After a meeting at Faneuil Hall, the seed of a humanitarian aid mission emerged, with Captain Forbes at the helm. Born in Jamaica Plain in 1804 and raised in Milton, Forbes was an experienced seafarer who made several trade voyages to China in his lifetime.
Seeing the urgency of the food shortage in Ireland, he took the initiative and petitioned Congress to lend him the Jamestown, a warship docked in Charlestown harbor, to ferry supplies across the sea. President James K. Polk approved the petition, marking the only time in history a warship has been leased to a private citizen.
In just five weeks, the Boston Relief Committee raised 800 tons of food and other provisions, receiving donations from Catholic and Protestant congregations alike throughout the Boston area and up and down the Eastern seaboard. Beginning on St. Patrick’s Day, a group of volunteers comprising mainly Irish immigrants helped to load the ship with thousands of barrels containing flour, rice, cornmeal, dried meat, and clothing. When it departed, the Jamestown rode low in the water due to its massive load of supplies, “a ship of war changed into an angel of mercy,” as a pastor friend of Forbes described it in a letter.

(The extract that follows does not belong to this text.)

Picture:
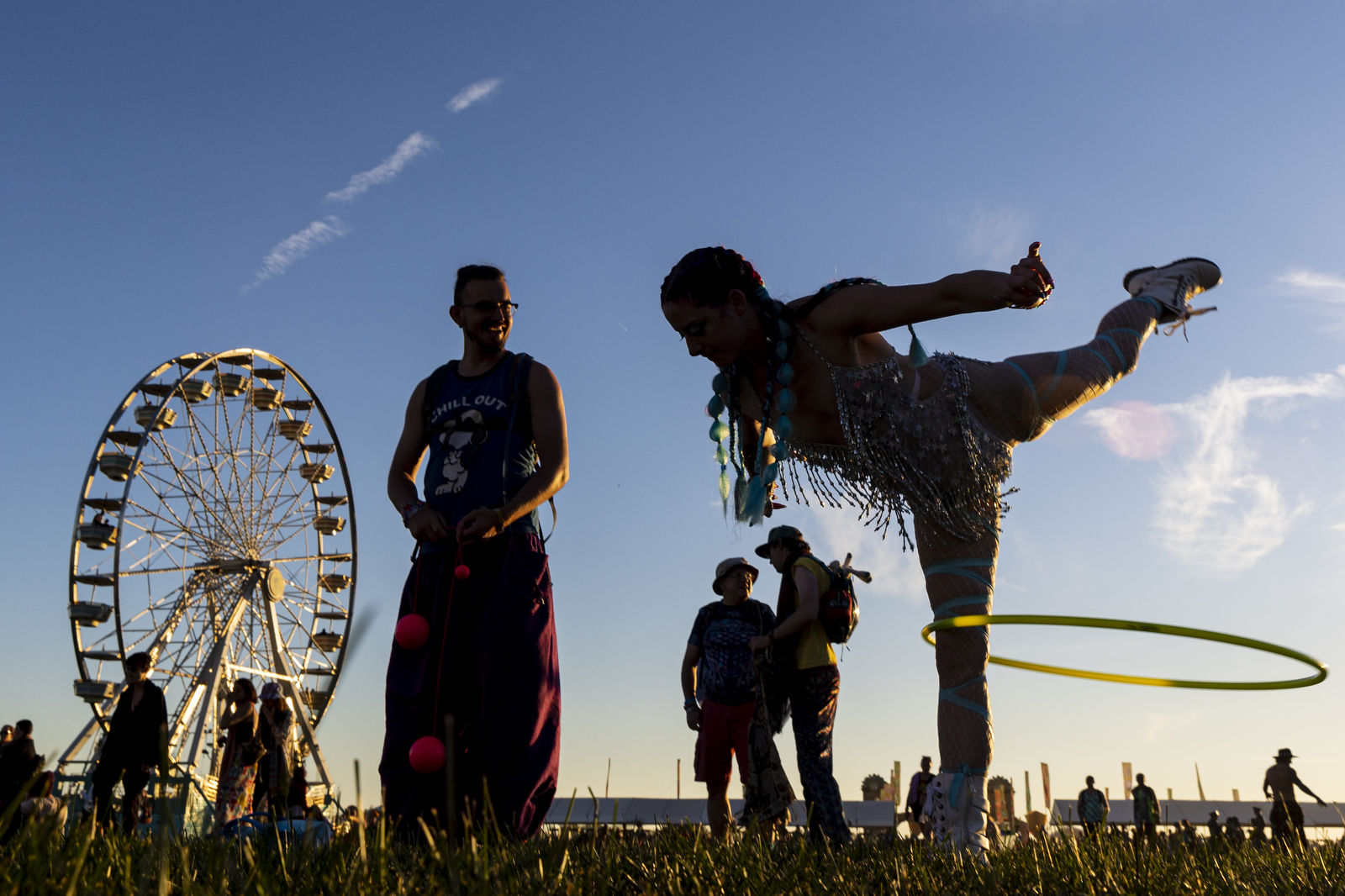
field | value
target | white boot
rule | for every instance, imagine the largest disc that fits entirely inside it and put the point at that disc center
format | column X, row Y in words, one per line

With a volunteer crew, Forbes set sail on March 28 and arrived at Cork harbor in just two weeks. He was greeted with fanfare and celebration, but he didn’t stop there; he was instrumental in assuring the supplies were distributed efficiently and equally across the Irish countryside. When a Catholic priest named Father Matthew brought him to rural villages decimated by the blight, Forbes witnessed firsthand the devastation and realized that it was in these parts of the country where the need was the greatest. He resolved that he would use the ship for another voyage.
In collaboration with the Massachusetts Historical Society, the Forbes House Museum has opened a new exhibit on this overlooked story of goodwill, featuring various artifacts and documents from the journey including the Jamestown’s wheel, Captain Forbes’s personal letters and journals, the official US passport, a signed presidential petition from the voyage, and thank you gifts from the Irish people.

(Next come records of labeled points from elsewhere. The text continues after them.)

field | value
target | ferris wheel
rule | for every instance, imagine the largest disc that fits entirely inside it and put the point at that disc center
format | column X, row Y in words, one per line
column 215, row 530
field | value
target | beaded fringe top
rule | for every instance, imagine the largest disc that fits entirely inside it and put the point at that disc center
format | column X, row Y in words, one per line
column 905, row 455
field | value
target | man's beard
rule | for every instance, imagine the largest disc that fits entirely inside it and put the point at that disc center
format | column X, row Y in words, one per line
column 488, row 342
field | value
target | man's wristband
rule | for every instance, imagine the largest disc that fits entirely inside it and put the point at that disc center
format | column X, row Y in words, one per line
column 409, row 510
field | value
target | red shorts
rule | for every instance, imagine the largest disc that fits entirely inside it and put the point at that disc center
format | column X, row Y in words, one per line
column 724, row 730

The collection of testimonials and newspaper clippings details much about the famine story, the unprecedented US response, and the extensive records documenting which towns and families benefited from the aid.

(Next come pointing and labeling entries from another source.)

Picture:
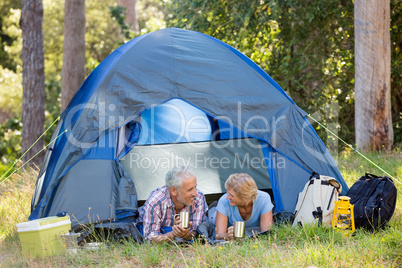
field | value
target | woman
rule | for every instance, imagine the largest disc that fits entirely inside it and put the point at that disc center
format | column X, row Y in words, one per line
column 242, row 202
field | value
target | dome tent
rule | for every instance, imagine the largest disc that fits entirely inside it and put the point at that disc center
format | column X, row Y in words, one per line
column 172, row 97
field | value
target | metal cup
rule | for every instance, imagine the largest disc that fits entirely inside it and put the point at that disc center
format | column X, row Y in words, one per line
column 185, row 219
column 239, row 229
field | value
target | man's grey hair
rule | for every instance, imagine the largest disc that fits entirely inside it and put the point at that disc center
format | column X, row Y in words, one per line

Museum trustee Susan Lachevre emphasized how important it is that the story be remembered, and celebrated. “We’ve not yet been able to tell it altogether, as the things have been scattered around the museum and at Mass Historical until now,” she said.
Relief efforts were a success, Lachevre explained, in spite of growing tensions in Boston as more and more Irish Catholics immigrated to the city. “That was another wonderful thing about this, that people were rising above their political differences to help these starving people. There was a lot of religious friction as well, and people set all of this aside.”
The success of the mission is mostly beyond common knowledge today, on both sides of the Atlantic. But the precedent set by the voyage inspired several like it during the remaining years of the famine, and provided a blueprint for humanitarian aid relief going forward. “It’s been called one of the first large-scale philanthropic efforts in history,” said Lachevre.